Note to journalists: It’s possible for a fine to be “record-breaking” in its size and also be inadequate for the gravity of the offense. That’s the Goldman Sachs story – and Khuzami’s. And since the fine was paid by shareholders, not the perps themselves, there’s no incentive not to keep committing the same crimes. Dealbook informs us that Khuzami, the former general counsel for Deutsche Bank, is “is positioned for a lucrative job at a white-shoe law firm.” Tell us something we didn’t know.

We’re also told that Khuzami told his attorneys to ask themselves every evening, “How did I add value today?” Which begs the question: Value for whom?

Halls of Injustice

Bobby Kennedy took on the racketeers when he ran the Justice Department, and the motto on the Robert F. Kennedy Department of Justice Building says “Justice is founded in the rights bestowed by nature upon man. Liberty is maintained in security of justice.” It may be time to update both the building’s name and the letters engraved on its facade.

Peter Schweizer notes that Covinton & Burling, which gave us both Breuer and Holder, “currently represents Wells Fargo and J.P. Morgan Chase … Bank of America, Citibank, Deutsche Bank, Goldman Sachs, ING, Morgan Stanley, UBS, and Wilmington Trust – many of which the Department has investigated for potential criminal activity.”

Schweizer also observes that when Lanny Breuer ran Covington’s white-collar defense team, “his counselor at Justice was another colleague from Covington, Steve Fagell, who was responsible for coordinating the Criminal Division’s work with the Financial Fraud Enforcement Task Force. Fagell returned to Covington in 2010 to rejoin the firm’s white-collar defense practice.”
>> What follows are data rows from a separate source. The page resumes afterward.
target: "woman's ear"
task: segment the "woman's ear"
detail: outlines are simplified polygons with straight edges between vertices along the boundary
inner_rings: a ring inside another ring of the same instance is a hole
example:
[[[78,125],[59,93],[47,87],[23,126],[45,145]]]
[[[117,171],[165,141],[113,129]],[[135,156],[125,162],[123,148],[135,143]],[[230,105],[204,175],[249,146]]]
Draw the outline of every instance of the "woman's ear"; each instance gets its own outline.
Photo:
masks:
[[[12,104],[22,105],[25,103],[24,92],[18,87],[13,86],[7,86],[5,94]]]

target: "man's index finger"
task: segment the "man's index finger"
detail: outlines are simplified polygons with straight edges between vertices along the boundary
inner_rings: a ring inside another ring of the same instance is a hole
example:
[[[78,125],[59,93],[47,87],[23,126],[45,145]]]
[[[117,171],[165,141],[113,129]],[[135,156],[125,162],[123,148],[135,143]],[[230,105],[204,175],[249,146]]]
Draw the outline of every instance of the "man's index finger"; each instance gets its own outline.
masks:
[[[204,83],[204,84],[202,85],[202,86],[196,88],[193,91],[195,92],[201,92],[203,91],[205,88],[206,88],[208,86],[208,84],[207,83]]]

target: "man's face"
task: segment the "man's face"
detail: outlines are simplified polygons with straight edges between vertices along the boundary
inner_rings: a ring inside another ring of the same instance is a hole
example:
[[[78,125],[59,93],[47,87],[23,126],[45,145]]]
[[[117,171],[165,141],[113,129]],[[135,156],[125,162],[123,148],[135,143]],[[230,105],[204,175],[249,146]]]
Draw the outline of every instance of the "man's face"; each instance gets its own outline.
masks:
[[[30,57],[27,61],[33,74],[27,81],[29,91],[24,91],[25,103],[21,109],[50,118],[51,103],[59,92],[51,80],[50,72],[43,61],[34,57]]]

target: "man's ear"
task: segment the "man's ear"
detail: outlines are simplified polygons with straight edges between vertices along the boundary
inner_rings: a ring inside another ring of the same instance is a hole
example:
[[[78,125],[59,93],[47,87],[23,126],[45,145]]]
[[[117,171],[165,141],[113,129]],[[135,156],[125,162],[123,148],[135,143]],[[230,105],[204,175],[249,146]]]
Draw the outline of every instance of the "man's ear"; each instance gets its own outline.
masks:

We’re not saying Covington & Burling is the Justice Department. Think of it more as lead counsel – for the defense, of course. But other firms get a piece of the action, too. Another analysis from Dealbook (which has multiple contributors) noted that senior Justice Department oficial Greg Andres, who worked for Breuer at Justice, went to Covington competitor Davis & Polk.

Dealbook also notes that “Recent moves (from Holder’s Justice Department) include Christine A. Varney, the government’s former top antitrust lawyer, who left last year to join Cravath, Swaine & Moore, and Boyd M. Johnson III, the former deputy United States attorney in Manhattan, who recently departed for WilmerHale.”

The New Sheriff

Greg Andres’ new firm also employs Linda Chatman Thomsen, Robert Khuzami’s predecessor as the Securities and Exchange Commission’s head of enforcement. Now Obama has nominated Mary Jo White to run the entire SEC, and lots of smart people are hopeful.

It’s true that White was a tough and aggressive prosecutor – a “total badass,” says Business Insider – pursuing targets like John Gotti and Osama Bin Laden. But then she turned in her badge and went to work for the other side like the others, defending Bank of America CEO Ken Lewis – among the worst of the worst – as well as JPMorgan Chase and the board of Morgan Stanley (a group which includes Erskine Bowles of “Simpson Bowles” notoriety.)

It’s easy to lose your edge once you become part of a social circle. Jailing your friends and clients begins to feel unimaginable. Still, White’s got guts and character. Let’s make the forecast ‘guardedly optimistic,’ with some of the ‘guarded’ part coming from concerns about the Justice Department/Covington & Burling gang. They can make her task easier … or much, much harder.

Executive Inaction

It’s the president and the attorney general who call the shots, and who will ultimately be judged by their actions – or lack thereof. Change can only come from the top. What are the prospects?

Judge for yourselves: Last week the Obama/Holder Justice Department told producers of the hard-hitting “Frontline” report that “they thought (the bank crime episode) was a hit piece” and that “they will never cooperate” with the program again.

Ask not for whom the revolving door turns, Wall Street. As of this writing, it still turns for thee.